Change directory: cd workflow/rules/1_preprocessing/

Remove sequencing adapters by running:

snakemake --printshellcmds \
          --keep-going \
          --use-conda \
          --cores 8 \
          -s trimming.smk

1.2. Mapping (non-xenograft samples)

Align the reads to the previously set reference genome by running:

snakemake --printshellcmds \
          --keep-going \
          --use-conda \
          --cores 8 \
          -s mapping.smk

2. Run ichorCNA copy number analysis

Change directory: cd ../2_copy_number_analysis.
The ichorCNA tool requires the path to the ichorCNA script to be set in the config file.

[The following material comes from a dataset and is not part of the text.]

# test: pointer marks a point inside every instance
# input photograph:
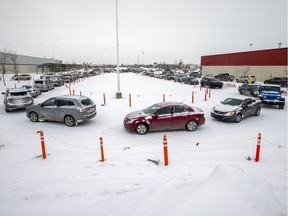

To set the path first run:

snakemake --printshellcmds \
          --keep-going \
          --use-conda \
          --cores 8 \
          -s ichorCNA.smk \
          --conda-create-envs-only

This will create the environment and provide you with a path to it, similar to .snakemake/conda/103fe64931ac3076f3305793328dd331_. Paste this path into the config file after the conda_dir: parameter.

Now run:

snakemake --printshellcmds \
          --keep-going \
          --use-conda \
          --cores 8 \
          -s ichorCNA.smk

3. Run the fragment size analysis

Change directory: cd ../3_fragmentation.

snakemake --printshellcmds \
          --keep-going \
          --use-conda \
          --cores 8 \
          -s fragmentation.smk

4.1. Run FrEIA fragment end sequence analysis

Change directory: cd ../4_FrEIA.

Extract the fragment ends by running:

snakemake --printshellcmds \
          --keep-going \
          --use-conda \
          --cores 8 \
          -s preprocessing.smk

4.2. Calculate fragment end proportions and diversity with FrEIA:

snakemake --printshellcmds \
          --keep-going \
          --use-conda \
          --cores 8 \
          -s FrEIA.smk

5.1. Compute GC content correction with Griffin LR:

Change directory: cd ../5_Griffin_LR.

snakemake --printshellcmds \
          --keep-going \
          --use-conda \
          --cores 8 \
          -s griffin_GC_and_mappability_correction.smk

5.2. Perform nucleosome profiling using Griffin LR:

snakemake --printshellcmds \
          --keep-going \
          --use-conda \
          --cores 8 \
          -s griffin_nucleosome_profiling.smk

Results

Please download the expected results from here. The expected results archive contains the expected folder structure, quality check results, the copy number profile, the fragment length profile, the final files fragment end sequence proportions, diversity and the nucleosome profiles of the dummy data set.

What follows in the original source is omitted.